Cumhurbaşkanı Erdoğan, gençlik ve sporda 30 bin seyirci kapasiteli 11 Nisan Stadyumu başta olmak üzere kente 79 spor tesisi kazandırdıklarını belirterek, "Toplam 1970 yataklı 18 hastane dahil 126 sağlık tesisi inşa ettik. 1700 yataklı Şanlıurfa Şehir Hastanemizi bu yıl sonuna kadar tamamlayıp 2026 yılı başında hizmete alacağız. Şanlıurfa'da 13 millet bahçesi projemiz bulunuyor. Dördünü tamamladık, dördünün yapımına devam ediyoruz. Beşinde de proje ve yer seçimi aşamasındayız." bilgisini verdi.

Şanlıurfa'nın Mardin, Gaziantep, Diyarbakır ve Adıyaman'a bölünmüş yollarla bağlandığına işaret eden Erdoğan, şöyle konuştu:

"Ankara-Niğde Otoyolu ile Edirne'den Şanlıurfa'ya uzanan 1230 kilometre uzunluğunda kesintisiz otoyol bağlantısı tesis ettik. Böylece Şanlıurfa'nın Gaziantep, Adana, Ankara ve İstanbul gibi büyük metropollere ve Doğu Akdeniz limanlarına güvenli ulaşımını sağladık. Kahta, Narince, Siverek yolu, Şanlıurfa Suruç yolu, Viranşehir Çevreyolu, Ceylanpınar-Kızıltepe yolu gibi 17 ayrı kara yolu projemizin çalışmaları da devam ediyor. Ayrıca Kalkınma Yolu Projesi kapsamında Şanlıurfa ile Ovaköy arasına 320 kilometre uzunluğunda yeni bir otoyol inşa edeceğiz. Bu projeyle Doğu Asya ve Basra Körfezi ülkelerinden Irak'ın güneyinde inşa edilmekte olan Faw Limanı'na gelecek yükleri Türkiye üzerinden Londra'ya kadar Avrupa'nın her ülkesine kesintisiz ulaştıracağız."

Şanlıurfa'yı hızlı trenle tanıştıracak olan 136 kilometre uzunluğundaki Gaziantep-Şanlıurfa tren hattının yapımına da bu yıl içinde başlamayı planladıklarını söyleyen Erdoğan, "Kalkınma Yolu'nun bir parçası olan yolcu ve yük taşımacılığının yapılacağı 180 kilometre uzunluğundaki Şanlıurfa-Mardin Hızlı Tren Hattı Projesi'nde de sona geldik.
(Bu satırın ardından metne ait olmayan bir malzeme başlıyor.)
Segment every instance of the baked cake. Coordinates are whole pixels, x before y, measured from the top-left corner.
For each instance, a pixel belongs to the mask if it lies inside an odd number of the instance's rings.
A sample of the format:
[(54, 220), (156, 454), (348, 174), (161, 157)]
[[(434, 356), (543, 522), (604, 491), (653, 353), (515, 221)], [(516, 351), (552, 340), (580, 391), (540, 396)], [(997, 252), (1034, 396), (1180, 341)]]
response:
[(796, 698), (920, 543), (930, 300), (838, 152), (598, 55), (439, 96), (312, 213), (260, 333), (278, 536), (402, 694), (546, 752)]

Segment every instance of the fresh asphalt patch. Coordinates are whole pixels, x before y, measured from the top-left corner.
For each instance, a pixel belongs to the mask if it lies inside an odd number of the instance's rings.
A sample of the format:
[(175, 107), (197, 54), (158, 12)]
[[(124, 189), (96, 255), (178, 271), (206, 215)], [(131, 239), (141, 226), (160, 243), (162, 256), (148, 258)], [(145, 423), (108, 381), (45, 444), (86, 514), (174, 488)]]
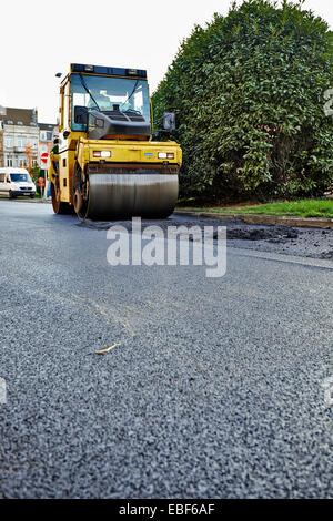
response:
[[(111, 226), (121, 225), (131, 232), (131, 221), (80, 221), (77, 226), (107, 231)], [(333, 259), (333, 229), (300, 228), (283, 225), (246, 224), (241, 219), (221, 219), (210, 217), (189, 217), (172, 215), (168, 219), (142, 219), (141, 227), (158, 225), (164, 232), (168, 226), (211, 226), (213, 238), (218, 237), (218, 227), (226, 227), (228, 246), (254, 249), (273, 254), (293, 255), (320, 259)], [(190, 236), (191, 241), (191, 236)]]

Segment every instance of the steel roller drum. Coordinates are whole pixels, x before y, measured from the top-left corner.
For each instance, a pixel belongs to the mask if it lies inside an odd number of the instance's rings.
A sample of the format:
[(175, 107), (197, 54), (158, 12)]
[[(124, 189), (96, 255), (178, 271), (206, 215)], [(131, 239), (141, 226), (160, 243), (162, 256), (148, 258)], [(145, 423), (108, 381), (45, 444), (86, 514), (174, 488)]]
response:
[(144, 173), (93, 173), (84, 217), (119, 219), (165, 218), (178, 200), (178, 175)]

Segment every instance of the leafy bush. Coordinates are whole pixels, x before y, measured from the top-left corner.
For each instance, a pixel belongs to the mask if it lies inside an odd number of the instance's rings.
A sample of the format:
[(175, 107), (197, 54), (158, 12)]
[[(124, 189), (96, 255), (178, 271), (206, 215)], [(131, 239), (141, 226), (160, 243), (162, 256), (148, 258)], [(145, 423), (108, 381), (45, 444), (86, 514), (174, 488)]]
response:
[(176, 114), (182, 196), (291, 196), (332, 180), (332, 34), (297, 4), (232, 4), (182, 42), (153, 94)]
Bu projelerle Şanlıurfa'dan Edirne'ye kesintisiz hızlı demir yolu ağı oluşturacak ve Şanlıurfa'nın lojistik kapasitesini artırarak ulusal demir yolu ağına entegrasyonunu sağlayacağız." diye konuştu.

Cumhurbaşkanı Erdoğan, son 22 yılda Siverek Külhan, Narlıkaya ve Birecik Mezra barajlarının yapımını tamamladıklarını dile getirerek şunları kaydetti:

"Karakız Barajı'nın yapımı devam ediyor. Birecik içme suyu işini tamamlamak üzereyiz. Viranşehir, Halfeti, Suruç ve Karaköprü içme suyu projelerimiz devam ediyor. Son yaşanan taşkınlardan sonra il merkezinde taşkın kontrol projelerini tamamladık ve tüm derelerde hızla inşaatlara başladık. Sırrın, Cavsak ve Karakoyun dereleri taşkın ıslah çalışmalarımız sürüyor. Şanlıurfa Organize Sanayi Bölgesi'nin atık su arıtma tesisi ve altyapı gıda ihtisas ve Siverek Organize Sanayi Bölgelerinin arıtma tesisi yapım çalışmalarına devam ediyoruz. Milletimiz bizimle olduğu, bizimle yol yürüdüğü müddetçe inşallah Urfa'ya çok daha fazlasını yapacağız."

Notlar

Erdoğan'ı, salona girişinde İbrahim Tatlıses "Haydi söyle" şarkısıyla karşıladı.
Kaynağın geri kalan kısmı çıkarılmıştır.